When Gaylord closed its Bogalusa plant in 2010, it changed its process technology to manufacture DMS from methanol and hydrogen sulfide gas via gas phase thioetherification. This is the dominant method used worldwide to make DMS and there are no longer any producers practicing the original lignin-based process. An interesting footnote is the naturopathic belief that DMSO derived from "natural" raw materials (i.e. lignin obtained from pine trees) has unusual medicinal properties relative to petrochemically derived DMSO. There would seem to be no scientific evidence to substantiate these claims.

DMSO produced by the discontinued lignin-based process can be distinguished analytically from petrochemically produced DMSO (using methanol/hydrogen sulfide) using high resolution mass spectroscopy (HRMS). This is due to the higher abundance of ^{14}C isotopes present in lignin-derived DMS.

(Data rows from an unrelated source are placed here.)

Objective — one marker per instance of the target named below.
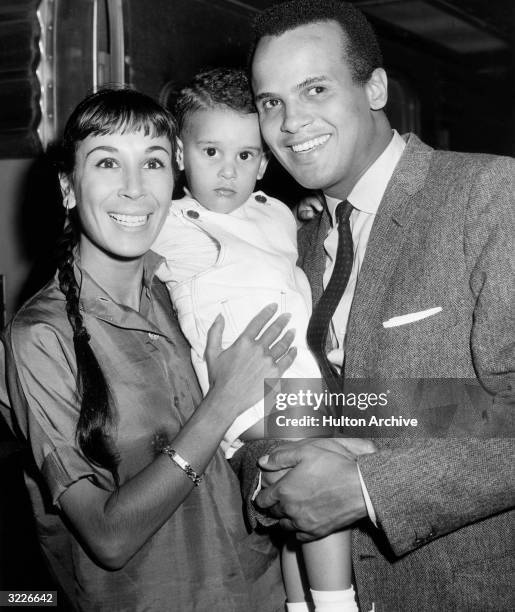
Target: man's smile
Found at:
(310, 145)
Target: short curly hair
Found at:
(221, 87)
(360, 44)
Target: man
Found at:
(427, 296)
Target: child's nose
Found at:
(228, 170)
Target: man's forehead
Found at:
(298, 57)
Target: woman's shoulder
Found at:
(41, 315)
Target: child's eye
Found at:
(314, 91)
(108, 163)
(154, 164)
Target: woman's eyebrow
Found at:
(157, 148)
(109, 149)
(102, 148)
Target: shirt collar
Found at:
(368, 192)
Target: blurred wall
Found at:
(14, 262)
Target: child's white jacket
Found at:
(234, 264)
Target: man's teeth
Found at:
(129, 220)
(310, 144)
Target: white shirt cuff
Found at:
(258, 487)
(368, 502)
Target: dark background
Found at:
(452, 82)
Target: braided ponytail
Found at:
(96, 417)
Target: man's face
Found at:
(322, 126)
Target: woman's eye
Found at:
(107, 163)
(314, 91)
(154, 164)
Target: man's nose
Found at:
(295, 117)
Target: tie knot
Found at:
(343, 211)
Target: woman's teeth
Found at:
(310, 144)
(129, 220)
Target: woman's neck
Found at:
(122, 279)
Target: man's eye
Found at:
(154, 164)
(270, 104)
(107, 163)
(314, 91)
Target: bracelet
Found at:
(183, 464)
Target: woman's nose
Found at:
(132, 186)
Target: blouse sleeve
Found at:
(41, 377)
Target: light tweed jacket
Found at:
(443, 237)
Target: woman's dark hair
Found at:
(107, 111)
(359, 42)
(217, 88)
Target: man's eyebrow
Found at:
(312, 81)
(306, 83)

== 2010 Plant Relocation and Modern Operations ==

In 2010 Gaylord Chemical Company built a new DMSO production facility in Tuscaloosa, AL. The new plant was constructed approximately 400 km away from the original Bogalusa location. The company built new infrastructure in Tuscaloosa, then dismantled, transported, and reinstalled key equipment in approximately 100 days.

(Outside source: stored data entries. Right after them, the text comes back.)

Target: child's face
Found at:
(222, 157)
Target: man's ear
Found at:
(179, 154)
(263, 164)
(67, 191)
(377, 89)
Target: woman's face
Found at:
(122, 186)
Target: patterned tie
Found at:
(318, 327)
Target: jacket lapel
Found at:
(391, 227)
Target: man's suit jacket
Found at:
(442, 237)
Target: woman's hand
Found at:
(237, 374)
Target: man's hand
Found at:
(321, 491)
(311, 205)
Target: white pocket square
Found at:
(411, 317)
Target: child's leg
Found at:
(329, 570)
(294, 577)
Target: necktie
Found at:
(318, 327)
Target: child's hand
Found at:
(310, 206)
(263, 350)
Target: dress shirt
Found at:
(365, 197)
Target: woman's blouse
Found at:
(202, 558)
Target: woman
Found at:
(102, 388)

The rationale provided for the plant relocation included Gaylord's inability to expand its production capacity at the Bogalusa location due to raw material restrictions. Additionally, the long term availability of sour gas provided by a nearby refinery allowed the company to implement the established H_{2}S / methanol process.

Gaylord Chemical Company's Tuscaloosa facility is ISO 9000:2008 certified and its products are compliant with the Registration, Evaluation, Authorization and Restriction of Chemicals (REACH) regulations established in the European Union under Regulation (EC) No 1907/2006. The company maintains both Kosher and Halal certificates for its facility, due in part to the use of dimethyl sulfide (DMS) as a food and flavoring ingredient.